The Transformation of Business

(page 3 of 3)

Consider an alternative in which the manufacturers do not sell tires but charge for services. They contract with fleet owners to charge per mile of usage. The pricing contract will be based on the type of use, influenced by general factors such as the type of loads (for example, heavy loads), typical route structures (for example, through cities or across long distances), and individual characteristics of fleet owners, such as the training of drivers and therefore the quality of driving, the maintenance of correct tire pressure, and the quality of servicing, such as tire rotation. The tire as a product still exists and is at the core of the business. However, the revenue is based on tire usage, not on a one-time tire sale.

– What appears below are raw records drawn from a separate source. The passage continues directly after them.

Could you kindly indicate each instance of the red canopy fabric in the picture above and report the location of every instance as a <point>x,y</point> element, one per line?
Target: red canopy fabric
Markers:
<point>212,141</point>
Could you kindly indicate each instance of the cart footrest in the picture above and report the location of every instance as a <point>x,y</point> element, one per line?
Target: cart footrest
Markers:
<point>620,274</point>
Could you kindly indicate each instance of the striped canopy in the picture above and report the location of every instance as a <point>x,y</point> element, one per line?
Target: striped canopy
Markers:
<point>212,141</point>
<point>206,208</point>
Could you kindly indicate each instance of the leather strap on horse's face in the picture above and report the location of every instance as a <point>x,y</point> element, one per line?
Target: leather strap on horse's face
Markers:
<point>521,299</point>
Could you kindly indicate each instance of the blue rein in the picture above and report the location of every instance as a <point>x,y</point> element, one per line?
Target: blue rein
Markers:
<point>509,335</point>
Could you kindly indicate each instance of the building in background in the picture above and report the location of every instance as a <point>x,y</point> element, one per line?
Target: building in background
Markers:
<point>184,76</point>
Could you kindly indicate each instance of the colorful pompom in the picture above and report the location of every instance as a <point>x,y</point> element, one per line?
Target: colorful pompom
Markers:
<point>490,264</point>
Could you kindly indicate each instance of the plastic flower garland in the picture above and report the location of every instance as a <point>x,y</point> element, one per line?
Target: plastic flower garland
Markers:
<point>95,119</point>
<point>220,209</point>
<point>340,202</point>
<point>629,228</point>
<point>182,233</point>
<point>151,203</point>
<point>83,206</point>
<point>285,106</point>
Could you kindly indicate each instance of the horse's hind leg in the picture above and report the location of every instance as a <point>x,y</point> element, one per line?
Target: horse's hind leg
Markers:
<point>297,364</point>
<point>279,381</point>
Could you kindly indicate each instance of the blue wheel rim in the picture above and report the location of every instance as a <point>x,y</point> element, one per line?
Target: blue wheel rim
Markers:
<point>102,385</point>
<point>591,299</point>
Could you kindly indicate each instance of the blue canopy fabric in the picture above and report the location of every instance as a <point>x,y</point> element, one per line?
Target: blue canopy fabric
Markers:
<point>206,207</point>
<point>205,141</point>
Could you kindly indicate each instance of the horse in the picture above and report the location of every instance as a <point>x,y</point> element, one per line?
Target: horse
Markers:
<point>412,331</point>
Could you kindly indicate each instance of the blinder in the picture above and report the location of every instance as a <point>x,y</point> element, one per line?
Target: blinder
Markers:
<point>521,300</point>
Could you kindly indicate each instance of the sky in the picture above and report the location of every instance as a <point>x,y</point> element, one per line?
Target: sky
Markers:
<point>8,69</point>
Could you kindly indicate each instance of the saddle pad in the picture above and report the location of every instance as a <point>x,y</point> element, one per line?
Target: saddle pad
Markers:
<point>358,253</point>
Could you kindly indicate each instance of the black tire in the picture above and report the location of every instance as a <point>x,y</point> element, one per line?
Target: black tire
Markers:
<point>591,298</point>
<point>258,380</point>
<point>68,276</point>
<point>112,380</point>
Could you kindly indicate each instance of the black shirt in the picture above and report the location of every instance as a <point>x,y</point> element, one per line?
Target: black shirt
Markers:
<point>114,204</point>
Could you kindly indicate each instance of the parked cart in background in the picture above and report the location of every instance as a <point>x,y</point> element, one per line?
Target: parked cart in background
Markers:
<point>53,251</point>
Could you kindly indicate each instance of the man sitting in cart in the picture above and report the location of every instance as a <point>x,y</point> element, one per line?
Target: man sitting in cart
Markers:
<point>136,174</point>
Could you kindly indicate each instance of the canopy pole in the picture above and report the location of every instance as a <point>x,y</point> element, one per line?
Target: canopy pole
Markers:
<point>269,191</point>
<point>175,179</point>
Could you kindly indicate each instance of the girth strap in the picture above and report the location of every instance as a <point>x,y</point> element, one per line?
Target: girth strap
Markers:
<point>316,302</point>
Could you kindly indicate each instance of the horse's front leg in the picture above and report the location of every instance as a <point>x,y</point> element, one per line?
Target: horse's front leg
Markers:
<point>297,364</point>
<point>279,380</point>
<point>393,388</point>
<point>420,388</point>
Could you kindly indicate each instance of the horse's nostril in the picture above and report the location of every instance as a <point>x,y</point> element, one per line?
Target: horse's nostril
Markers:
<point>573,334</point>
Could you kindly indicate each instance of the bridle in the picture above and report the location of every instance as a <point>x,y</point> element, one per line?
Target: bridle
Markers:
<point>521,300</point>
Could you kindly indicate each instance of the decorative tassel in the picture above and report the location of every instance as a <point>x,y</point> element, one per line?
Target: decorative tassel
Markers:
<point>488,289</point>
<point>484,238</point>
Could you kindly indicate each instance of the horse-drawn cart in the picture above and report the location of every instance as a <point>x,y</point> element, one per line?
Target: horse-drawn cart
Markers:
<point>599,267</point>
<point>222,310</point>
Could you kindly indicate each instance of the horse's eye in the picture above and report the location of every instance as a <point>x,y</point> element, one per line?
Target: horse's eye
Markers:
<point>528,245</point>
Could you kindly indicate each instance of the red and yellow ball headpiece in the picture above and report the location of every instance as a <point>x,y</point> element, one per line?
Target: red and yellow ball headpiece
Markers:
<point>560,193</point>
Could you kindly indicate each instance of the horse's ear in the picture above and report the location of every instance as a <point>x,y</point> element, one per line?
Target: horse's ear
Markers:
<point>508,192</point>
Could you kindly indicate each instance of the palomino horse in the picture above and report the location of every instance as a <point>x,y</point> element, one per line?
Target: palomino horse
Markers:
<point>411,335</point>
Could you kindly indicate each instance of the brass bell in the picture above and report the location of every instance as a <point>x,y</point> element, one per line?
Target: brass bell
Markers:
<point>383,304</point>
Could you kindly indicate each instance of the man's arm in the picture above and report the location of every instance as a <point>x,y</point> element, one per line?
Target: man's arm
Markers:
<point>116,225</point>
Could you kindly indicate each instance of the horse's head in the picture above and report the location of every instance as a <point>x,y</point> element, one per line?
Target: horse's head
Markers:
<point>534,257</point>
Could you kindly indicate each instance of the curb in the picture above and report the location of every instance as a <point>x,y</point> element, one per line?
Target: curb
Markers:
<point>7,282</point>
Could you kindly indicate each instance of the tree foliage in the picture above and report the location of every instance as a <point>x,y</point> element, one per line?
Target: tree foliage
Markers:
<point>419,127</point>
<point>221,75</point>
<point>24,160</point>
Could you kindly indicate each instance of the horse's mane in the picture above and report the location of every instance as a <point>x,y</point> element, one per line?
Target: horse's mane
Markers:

The retail business shifts from a transaction base (selling a tire) to an ongoing relationship (continuous and ongoing measurements of usage and ability to provide feedback on better usage specific to a user) with the consumer. The revenue model now depends on accurate measurements of tire usage on a periodic basis and on parameters of wear and tear that are transparent to the fleet owner and the company, resulting in the ability of the tire company to offer specific advice.

This model has other advantages. The firm gets detailed data on how individual drivers actually drive their vehicles—from the size and weight of their loads, the speeds at which they drive, and the patterns of braking they follow to a host of other characteristics that can help in the product development process.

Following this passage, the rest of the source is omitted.